During World War II an army base at Amisfield and at RAF station at Lennoxlove brought military traffic to the branch. After the war the railways were nationalised in 1948, and the area became part of the Scottish Region of British Railways.

Loss of passenger and goods traffic to road operators continued to be a serious issue and the viability of the branch line was now in doubt. In fact in September 1949 it was announced that the branch would close to passengers. There was an outcry in Haddington, but it was stated by the Town Clerk that an average of three persons travelled in each train, notwithstanding the introduction of cheap tickets. It was obvious that any protest was hopeless and closure was announced for 5 December 1949.

Coal and cattle feed traffic kept the branch going for goods purposes, but that too steadily declined over the years and on 5 March 1968 only coal traffic continued for a few weeks, the branch closing completely on 30 March 1968.

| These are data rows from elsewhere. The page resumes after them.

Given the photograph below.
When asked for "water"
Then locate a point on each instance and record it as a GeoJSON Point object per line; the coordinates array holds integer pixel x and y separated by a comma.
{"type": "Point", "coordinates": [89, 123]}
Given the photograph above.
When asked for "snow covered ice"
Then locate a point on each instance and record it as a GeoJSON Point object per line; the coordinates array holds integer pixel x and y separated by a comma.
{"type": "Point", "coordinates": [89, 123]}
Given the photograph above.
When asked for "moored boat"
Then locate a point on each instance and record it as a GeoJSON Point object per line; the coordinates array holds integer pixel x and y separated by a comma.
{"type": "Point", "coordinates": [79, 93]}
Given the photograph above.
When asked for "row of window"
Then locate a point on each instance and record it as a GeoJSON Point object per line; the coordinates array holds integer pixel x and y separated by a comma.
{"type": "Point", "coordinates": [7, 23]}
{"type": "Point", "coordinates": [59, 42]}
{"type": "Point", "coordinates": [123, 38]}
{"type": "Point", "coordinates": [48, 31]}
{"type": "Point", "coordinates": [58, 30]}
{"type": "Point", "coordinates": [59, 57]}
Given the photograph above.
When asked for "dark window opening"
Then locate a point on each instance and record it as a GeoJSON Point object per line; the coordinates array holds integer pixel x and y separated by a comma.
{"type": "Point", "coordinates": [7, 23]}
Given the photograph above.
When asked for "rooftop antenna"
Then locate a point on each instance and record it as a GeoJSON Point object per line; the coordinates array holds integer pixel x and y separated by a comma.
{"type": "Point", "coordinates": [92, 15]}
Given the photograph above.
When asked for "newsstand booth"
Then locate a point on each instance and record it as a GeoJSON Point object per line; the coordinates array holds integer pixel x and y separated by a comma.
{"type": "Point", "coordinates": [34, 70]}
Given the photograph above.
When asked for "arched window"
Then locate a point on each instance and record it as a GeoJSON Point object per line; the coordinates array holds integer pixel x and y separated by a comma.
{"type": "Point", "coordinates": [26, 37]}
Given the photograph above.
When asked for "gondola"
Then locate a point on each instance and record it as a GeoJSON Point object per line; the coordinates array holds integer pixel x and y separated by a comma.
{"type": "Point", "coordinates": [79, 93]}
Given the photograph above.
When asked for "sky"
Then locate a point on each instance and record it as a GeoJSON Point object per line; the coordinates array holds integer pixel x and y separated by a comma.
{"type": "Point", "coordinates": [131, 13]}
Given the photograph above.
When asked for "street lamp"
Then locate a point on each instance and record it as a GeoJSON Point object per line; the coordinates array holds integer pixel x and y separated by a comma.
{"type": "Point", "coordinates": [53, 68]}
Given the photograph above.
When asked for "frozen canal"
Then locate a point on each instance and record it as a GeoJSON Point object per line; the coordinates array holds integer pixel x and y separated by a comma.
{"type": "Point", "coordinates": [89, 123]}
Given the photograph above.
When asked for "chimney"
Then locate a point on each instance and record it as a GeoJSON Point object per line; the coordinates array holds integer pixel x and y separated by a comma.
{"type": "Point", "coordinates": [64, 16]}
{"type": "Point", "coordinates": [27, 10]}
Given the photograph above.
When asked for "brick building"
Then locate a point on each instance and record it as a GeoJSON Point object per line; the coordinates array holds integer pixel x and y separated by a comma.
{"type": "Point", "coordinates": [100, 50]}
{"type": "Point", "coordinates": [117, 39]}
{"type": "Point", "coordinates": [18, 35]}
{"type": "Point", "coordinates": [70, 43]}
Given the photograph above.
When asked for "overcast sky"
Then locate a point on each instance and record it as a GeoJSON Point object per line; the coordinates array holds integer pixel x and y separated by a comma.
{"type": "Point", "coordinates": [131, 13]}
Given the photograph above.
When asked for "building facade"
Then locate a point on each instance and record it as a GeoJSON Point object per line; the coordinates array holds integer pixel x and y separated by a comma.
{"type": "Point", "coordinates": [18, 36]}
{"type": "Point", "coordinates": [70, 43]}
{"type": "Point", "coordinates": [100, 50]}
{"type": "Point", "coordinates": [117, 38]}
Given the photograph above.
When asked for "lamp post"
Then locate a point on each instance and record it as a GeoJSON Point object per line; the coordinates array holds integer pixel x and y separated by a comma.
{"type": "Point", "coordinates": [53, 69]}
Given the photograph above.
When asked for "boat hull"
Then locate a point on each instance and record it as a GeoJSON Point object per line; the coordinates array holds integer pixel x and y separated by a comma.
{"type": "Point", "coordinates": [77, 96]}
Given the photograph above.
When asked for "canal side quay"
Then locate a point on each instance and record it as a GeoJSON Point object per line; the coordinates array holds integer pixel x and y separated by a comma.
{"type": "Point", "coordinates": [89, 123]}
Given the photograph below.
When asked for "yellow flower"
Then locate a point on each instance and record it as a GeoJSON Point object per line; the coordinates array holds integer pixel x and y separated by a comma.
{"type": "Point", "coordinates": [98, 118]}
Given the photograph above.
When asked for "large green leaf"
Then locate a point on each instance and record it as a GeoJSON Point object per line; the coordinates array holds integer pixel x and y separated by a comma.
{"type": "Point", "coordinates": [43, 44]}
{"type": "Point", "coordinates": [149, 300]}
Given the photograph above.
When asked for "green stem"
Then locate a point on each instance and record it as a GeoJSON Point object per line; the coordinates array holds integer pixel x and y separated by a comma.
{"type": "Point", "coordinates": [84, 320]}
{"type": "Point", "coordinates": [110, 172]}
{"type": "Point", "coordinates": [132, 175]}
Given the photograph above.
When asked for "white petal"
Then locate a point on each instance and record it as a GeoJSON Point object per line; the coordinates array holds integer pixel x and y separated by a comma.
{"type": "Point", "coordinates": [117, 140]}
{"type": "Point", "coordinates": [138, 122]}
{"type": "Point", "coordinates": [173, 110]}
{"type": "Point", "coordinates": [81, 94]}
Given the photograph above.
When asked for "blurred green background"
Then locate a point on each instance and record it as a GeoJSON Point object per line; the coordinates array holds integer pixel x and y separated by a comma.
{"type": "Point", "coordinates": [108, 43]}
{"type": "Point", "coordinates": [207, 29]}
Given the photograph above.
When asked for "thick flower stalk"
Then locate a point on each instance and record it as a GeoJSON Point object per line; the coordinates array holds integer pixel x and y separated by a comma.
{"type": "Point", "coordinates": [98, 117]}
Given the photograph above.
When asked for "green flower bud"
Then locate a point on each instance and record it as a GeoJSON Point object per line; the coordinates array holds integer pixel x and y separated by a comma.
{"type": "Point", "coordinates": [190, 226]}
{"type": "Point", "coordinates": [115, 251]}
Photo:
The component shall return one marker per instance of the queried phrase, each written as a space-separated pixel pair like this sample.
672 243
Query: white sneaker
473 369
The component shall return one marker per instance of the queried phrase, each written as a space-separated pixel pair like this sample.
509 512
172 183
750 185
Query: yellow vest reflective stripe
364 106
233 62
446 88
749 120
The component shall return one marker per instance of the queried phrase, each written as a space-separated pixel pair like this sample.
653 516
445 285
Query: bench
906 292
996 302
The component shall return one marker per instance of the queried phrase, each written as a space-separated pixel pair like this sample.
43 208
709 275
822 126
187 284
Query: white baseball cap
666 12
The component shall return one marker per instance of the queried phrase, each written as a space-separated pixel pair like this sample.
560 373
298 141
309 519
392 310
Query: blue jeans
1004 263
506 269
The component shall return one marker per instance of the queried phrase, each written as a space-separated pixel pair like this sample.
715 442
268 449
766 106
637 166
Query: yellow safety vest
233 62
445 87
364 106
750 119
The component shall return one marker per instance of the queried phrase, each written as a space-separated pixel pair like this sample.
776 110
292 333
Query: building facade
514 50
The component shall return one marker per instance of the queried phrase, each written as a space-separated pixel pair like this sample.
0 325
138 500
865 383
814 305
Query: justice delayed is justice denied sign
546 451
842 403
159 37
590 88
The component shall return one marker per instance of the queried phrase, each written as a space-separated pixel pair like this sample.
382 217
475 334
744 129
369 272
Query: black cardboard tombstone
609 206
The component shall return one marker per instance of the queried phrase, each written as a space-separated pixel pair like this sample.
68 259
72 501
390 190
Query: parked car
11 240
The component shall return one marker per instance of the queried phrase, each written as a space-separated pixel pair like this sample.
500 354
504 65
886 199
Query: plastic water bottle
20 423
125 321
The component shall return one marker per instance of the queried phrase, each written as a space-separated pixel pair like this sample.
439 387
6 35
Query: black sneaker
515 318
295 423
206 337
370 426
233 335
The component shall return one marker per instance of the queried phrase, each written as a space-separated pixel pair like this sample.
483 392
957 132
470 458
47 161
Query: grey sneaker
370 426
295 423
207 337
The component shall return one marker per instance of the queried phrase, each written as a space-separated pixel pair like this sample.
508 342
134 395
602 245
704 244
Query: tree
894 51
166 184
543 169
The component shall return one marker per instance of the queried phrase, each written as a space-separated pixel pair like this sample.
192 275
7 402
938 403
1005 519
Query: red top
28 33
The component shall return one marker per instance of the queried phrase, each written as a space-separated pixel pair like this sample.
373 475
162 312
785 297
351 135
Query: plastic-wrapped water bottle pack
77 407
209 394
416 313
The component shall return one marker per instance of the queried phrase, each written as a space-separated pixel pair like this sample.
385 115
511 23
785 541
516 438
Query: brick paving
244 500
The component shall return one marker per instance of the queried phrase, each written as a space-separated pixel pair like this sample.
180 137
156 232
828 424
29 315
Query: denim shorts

The railway sleepers and rails were lifted and the land occupied by the branch line purchased by East Lothian Council in 1978. The old route of the branch line is at present used by walkers, cyclists, and horse riders. A section of the route inside the town between Gateside Road and Alderston Road is paved and used as a footpath.

==Signalling==
After the primitive signalling originally provided on the line, the train staff and ticket system was implemented by the 1860s. There were signalboxes at Longniddry and Haddington. In 1892 Tyers electric train tablet system was installed; the intermediate sidings at Coatyburn and Laverocklaw were accessed by ground frame released by the tablet. On 3 August 1952 the branch was converted to one engine in steam operation, and Haddington signal box was

==Topography==
From Longniddry the line climbed at 1 in 66 to the 2 1/2 mile post, slackening a little there to 1 in 80 as far as the 3 mile post. The line then fell at 1 in 80 to Haddington. There were intermediate sidings at Coatyburn, a little short of the 2 mile post, and Laverocklaw siding, at about 2 1/4 miles.

Remaining evidence of the railway line includes the original station building, Haddington station's platform, the station embankments on West Road / Somnerfield Court, and a series of stone bridges between Longniddry and Haddington. At least part of the old station platform at Coatyburn Sidings also remains. The most obvious remains of the branch is the physically cleared and levelled ground on which the railway line was constructed.

==Future scope==
There is a campaign to reopen Haddington’s railway service led by the group RAGES (Rail Action Group East of Scotland). Most of the 4.8 mile stretch of the Haddington line is now a footpath; however at the eastern terminus in Haddington there are industrial units occupying the station's old location. This means that either the industrial units must be moved or a new location for the branch's terminus be found. There are additional problems regarding where the A1 dual-carriageway crosses over the old branch line; for here the branch line is obliterated by a modern road. It remains to be seen whether the campaign by RAGES will win the support of Transport Scotland or the Scottish Government.